A few decades on, the Dunedin barrister, who has been practising for 44 years, continues to live his boyhood dream.
He was recently appointed as Queen’s Counsel by the Attorney-general David Parker — one of only eight around the country and the only one in the South Island this year.
Mr Andersen started his career in Whakatane and came to Dunedin in 1991 where he has built a reputation as a versatile practitioner, highly skilled in multiple areas of law.
He said the news of his appointment had prompted a flood of calls and emails from colleagues and former students he had taught over the years at the University of Otago.
It was almost unsettling to get such a swell of congratulatory contact.
“You spend your life arguing with other lawyers and judges deciding for or against you. When something like this happens, it’s really very pleasant,” he said.
While the honour of becoming a QC was obviously a personal triumph, Mr Andersen said the glory should be shared with all those working in the profession in the city.
“It’s recognition of the whole legal community in Dunedin,” he said.
“The reality in law, like in anything else, is you can only be seen to be really capable if you’ve got good opposition.”
Taking silk was not, Mr Andersen said, an invitation to wind back his workload.
He hoped it would attract “more significant and difficult work” and took his responsibility to mentor less experienced members of the profession seriously.
“Law has become less personal. People used to be down at court regularly to see the top performers of the day and learn from them.

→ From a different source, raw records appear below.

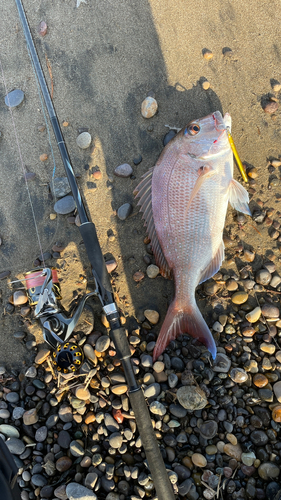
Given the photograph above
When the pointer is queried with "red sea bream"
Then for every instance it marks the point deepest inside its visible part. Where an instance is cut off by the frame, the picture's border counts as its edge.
(184, 200)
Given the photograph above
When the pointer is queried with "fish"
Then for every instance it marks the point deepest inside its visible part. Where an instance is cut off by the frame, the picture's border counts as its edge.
(184, 200)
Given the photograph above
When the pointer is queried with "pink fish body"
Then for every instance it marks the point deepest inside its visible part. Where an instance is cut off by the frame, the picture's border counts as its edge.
(184, 200)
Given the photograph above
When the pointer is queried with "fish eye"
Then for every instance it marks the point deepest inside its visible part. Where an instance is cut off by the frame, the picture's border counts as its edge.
(192, 129)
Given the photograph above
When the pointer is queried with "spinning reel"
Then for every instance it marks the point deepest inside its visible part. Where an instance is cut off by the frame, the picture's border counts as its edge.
(43, 290)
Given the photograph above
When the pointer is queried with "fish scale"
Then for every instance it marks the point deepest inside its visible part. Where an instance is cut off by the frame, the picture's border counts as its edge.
(184, 208)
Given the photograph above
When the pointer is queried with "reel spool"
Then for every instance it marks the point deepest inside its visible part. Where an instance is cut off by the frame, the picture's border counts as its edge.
(67, 357)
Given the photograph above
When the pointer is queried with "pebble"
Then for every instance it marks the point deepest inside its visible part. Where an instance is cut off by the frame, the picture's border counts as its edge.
(115, 440)
(157, 408)
(14, 98)
(84, 140)
(233, 451)
(75, 491)
(149, 107)
(152, 390)
(276, 389)
(222, 363)
(152, 271)
(65, 205)
(12, 397)
(8, 430)
(263, 277)
(192, 397)
(15, 446)
(152, 316)
(269, 310)
(239, 297)
(124, 211)
(208, 429)
(60, 187)
(238, 375)
(254, 315)
(248, 458)
(124, 170)
(268, 471)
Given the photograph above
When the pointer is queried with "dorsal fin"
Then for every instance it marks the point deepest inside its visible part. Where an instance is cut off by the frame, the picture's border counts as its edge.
(144, 192)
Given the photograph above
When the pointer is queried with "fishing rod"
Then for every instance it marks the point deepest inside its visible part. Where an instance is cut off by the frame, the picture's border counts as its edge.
(58, 328)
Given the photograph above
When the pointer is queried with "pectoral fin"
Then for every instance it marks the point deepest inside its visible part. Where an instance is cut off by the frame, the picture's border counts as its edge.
(239, 197)
(204, 173)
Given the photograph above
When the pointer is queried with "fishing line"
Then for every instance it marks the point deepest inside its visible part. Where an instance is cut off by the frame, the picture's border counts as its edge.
(22, 164)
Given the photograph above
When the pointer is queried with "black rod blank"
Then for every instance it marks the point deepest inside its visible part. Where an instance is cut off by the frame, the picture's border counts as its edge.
(155, 461)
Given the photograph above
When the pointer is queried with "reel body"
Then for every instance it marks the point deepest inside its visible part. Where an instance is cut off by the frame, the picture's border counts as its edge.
(43, 289)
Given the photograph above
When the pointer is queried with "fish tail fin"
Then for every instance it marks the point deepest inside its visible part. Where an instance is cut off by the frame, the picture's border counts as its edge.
(188, 321)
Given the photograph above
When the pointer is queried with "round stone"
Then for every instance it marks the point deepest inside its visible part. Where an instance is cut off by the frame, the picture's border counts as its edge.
(9, 430)
(152, 271)
(259, 438)
(15, 446)
(158, 366)
(41, 434)
(270, 310)
(64, 439)
(233, 451)
(222, 363)
(12, 397)
(84, 140)
(124, 211)
(4, 414)
(82, 393)
(65, 205)
(157, 408)
(39, 480)
(115, 440)
(248, 458)
(239, 297)
(124, 170)
(63, 464)
(75, 491)
(152, 316)
(119, 389)
(208, 429)
(260, 380)
(30, 417)
(149, 107)
(102, 343)
(263, 277)
(153, 390)
(192, 397)
(14, 98)
(277, 390)
(76, 449)
(65, 413)
(238, 375)
(199, 460)
(268, 471)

Now more and more work in law, like everything else, is done in front of your computer,” Mr Andersen said.
Despite four successful decades in law and the recent accolade, he swiftly knocked back any talk of retirement.
“I think one of the reasons people retire is that they’re sick being told what to do by other people. One of the beauties of being a barrister is you don’t work for anybody else and essentially you’ve got absolute control over how long and how hard you work,” he said.
“If I stopped doing this, I think I’d become very bored.”
Dunedin now boasts seven QCs: Colin Withnall, Judith Ablett-Kerr, Royden Somerville, Trevor Shiels, Anita Chan, Anne Stevens and Len Andersen.